Hey -- that's called "escaping the risk of some evil
by embracing the certainty of the greatest possible evil".

For the very same reason, people accept total submission to a monopoly of
force (aka goverment) or of anything else (aka government-run agencies)
because they fear the possibility of one among competing law-enforcement
agencies (or other service provider) to force them into submission.

Since the argument is woven so deep in the structure of our societies,
you can expect it to be very hard to fight indeed.

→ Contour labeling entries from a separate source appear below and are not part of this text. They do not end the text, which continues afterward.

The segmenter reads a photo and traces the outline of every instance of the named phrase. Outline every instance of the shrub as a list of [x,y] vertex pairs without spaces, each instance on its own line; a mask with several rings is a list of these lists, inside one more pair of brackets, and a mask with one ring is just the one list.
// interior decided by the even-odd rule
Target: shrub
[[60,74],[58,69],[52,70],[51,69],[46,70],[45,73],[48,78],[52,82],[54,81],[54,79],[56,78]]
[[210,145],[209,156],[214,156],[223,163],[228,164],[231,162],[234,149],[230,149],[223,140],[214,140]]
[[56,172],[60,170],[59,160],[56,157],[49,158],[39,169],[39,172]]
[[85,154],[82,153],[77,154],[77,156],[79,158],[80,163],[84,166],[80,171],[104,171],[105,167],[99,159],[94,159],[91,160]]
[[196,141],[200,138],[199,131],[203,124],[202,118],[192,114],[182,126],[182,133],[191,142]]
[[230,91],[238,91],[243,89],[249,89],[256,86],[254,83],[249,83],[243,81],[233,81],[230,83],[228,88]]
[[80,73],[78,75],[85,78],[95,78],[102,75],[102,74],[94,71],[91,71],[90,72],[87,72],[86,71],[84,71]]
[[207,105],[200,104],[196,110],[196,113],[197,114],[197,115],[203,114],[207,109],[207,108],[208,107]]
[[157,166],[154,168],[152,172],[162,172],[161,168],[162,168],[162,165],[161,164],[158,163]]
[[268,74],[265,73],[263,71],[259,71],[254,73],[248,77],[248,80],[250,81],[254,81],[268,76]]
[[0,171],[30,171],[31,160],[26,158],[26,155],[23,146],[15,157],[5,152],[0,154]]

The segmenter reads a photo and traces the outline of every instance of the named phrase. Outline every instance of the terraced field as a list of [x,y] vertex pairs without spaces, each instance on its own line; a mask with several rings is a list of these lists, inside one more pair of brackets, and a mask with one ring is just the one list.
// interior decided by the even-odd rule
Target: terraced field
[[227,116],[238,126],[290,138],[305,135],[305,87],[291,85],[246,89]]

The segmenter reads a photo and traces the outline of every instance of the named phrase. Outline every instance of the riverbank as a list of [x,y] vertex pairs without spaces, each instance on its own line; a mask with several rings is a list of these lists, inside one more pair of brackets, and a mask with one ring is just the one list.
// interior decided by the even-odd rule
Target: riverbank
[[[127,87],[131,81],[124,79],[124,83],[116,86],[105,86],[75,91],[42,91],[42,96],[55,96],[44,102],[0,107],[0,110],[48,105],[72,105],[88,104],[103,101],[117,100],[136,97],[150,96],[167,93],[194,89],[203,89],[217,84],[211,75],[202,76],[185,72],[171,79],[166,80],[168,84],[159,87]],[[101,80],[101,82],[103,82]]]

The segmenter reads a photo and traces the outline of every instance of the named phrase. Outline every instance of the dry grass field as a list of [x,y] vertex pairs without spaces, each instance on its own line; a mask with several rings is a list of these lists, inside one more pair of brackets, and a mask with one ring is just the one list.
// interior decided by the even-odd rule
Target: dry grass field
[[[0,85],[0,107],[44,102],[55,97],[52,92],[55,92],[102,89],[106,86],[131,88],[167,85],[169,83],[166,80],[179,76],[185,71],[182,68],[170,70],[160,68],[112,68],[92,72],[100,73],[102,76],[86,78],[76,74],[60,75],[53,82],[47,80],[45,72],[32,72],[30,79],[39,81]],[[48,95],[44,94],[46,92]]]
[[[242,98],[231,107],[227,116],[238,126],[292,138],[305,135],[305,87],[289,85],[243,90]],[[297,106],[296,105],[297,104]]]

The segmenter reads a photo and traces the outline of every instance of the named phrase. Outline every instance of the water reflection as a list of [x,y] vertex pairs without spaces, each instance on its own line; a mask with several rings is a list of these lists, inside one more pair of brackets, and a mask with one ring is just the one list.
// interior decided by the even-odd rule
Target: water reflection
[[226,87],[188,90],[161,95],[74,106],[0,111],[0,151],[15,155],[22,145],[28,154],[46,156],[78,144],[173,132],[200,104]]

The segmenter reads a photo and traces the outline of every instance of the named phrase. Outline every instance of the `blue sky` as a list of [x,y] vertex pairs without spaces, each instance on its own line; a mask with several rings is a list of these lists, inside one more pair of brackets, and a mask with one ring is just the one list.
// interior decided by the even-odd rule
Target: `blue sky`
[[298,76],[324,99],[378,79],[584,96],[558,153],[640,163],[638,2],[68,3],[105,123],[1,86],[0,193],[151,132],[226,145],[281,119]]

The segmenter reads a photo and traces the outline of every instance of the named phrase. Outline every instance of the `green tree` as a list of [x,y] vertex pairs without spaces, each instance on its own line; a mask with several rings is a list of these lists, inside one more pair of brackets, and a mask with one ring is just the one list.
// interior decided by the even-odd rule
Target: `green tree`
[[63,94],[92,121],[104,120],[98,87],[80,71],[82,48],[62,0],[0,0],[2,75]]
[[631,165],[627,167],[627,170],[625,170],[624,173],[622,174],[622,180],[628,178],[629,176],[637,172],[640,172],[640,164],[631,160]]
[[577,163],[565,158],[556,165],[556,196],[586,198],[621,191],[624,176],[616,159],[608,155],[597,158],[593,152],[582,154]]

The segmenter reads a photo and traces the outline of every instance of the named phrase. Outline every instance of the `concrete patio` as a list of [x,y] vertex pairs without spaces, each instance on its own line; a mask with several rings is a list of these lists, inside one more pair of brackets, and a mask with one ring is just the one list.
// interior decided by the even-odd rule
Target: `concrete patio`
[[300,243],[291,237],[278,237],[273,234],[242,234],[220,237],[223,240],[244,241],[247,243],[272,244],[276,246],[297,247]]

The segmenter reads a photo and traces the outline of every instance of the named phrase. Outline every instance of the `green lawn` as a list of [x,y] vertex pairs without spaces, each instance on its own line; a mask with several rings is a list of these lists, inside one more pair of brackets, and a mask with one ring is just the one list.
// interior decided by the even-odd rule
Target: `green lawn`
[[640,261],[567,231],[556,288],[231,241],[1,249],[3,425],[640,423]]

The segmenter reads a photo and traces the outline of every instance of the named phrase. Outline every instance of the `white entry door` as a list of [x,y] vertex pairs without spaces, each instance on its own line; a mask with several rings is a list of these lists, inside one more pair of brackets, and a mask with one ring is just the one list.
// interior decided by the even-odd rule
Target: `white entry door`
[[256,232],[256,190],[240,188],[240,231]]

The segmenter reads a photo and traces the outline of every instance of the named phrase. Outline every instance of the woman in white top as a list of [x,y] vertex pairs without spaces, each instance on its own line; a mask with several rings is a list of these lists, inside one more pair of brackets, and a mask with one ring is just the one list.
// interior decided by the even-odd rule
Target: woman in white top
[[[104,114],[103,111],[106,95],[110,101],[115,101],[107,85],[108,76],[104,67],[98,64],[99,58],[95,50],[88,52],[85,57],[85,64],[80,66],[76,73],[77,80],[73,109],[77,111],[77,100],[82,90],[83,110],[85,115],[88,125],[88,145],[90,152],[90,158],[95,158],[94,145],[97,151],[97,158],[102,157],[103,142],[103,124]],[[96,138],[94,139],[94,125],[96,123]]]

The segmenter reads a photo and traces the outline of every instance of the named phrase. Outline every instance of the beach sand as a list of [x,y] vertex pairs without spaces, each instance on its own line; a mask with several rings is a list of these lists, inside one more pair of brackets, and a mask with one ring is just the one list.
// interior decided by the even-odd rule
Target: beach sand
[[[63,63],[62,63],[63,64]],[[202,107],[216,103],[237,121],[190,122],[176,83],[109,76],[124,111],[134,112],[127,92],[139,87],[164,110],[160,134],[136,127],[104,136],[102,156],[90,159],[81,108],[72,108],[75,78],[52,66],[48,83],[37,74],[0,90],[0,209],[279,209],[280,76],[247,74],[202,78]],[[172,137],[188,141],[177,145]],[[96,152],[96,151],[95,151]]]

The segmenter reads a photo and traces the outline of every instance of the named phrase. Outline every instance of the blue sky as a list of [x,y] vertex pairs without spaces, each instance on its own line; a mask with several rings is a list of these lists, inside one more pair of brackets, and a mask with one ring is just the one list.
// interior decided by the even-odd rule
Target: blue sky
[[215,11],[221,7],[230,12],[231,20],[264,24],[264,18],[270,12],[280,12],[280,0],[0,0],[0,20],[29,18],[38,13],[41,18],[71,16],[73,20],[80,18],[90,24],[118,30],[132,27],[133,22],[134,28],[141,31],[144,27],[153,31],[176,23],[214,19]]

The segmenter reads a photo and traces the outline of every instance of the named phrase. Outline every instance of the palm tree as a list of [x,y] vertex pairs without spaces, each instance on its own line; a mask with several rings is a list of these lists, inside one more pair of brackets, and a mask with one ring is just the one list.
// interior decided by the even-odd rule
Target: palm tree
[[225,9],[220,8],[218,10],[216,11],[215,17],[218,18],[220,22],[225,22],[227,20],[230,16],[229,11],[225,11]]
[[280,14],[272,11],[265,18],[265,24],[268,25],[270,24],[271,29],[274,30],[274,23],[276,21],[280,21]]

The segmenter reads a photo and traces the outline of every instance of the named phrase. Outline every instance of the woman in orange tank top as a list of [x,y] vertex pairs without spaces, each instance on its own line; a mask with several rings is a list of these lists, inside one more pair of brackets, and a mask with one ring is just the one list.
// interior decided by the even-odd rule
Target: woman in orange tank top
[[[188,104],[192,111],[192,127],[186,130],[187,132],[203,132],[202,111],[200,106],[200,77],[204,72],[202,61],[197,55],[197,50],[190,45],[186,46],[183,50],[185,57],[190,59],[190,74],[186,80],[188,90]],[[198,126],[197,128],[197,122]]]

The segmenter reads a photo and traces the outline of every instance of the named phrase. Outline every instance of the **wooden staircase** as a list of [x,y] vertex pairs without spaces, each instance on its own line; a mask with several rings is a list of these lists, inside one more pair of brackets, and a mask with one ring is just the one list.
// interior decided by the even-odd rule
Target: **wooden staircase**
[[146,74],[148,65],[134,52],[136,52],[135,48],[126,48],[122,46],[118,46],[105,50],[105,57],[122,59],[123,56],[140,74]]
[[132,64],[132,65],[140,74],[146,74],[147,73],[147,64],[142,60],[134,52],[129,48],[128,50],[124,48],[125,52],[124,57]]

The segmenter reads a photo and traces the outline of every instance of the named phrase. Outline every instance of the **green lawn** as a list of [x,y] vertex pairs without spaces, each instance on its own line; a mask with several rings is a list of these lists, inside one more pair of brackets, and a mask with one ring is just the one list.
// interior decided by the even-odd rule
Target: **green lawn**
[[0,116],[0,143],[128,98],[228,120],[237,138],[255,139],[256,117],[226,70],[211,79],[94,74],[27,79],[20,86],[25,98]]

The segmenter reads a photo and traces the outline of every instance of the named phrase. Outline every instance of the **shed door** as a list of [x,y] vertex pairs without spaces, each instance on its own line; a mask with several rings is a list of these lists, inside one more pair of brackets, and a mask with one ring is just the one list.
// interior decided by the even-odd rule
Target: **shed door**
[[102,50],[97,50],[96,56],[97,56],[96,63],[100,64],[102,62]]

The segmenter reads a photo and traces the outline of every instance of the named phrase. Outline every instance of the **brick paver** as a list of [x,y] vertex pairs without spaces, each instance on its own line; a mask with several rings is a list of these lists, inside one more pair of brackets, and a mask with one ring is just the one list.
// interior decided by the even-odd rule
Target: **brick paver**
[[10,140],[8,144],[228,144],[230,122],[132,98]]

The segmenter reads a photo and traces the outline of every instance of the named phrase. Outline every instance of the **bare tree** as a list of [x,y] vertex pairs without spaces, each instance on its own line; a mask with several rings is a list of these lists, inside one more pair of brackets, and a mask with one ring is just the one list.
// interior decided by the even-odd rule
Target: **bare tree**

Makes you feel like the precondition to the success of the Right Thing(tm)
technically is that people should understand the Right Thing(tm) economically.
Anyone else here feels like becoming a consultant in common sense?

[ François-René ÐVB Rideau | Reflection&Cybernethics | http://fare.tunes.org ]
[  TUNES project for a Free Reflective Computing System  | http://tunes.org  ]
Imagine algebra in XML: instead of (sin (+ x y)), sin(x+y) or x y + sin,
you just use <apply><sin/><apply><plus/><ci>x</ci><ci>y</ci></apply></apply>.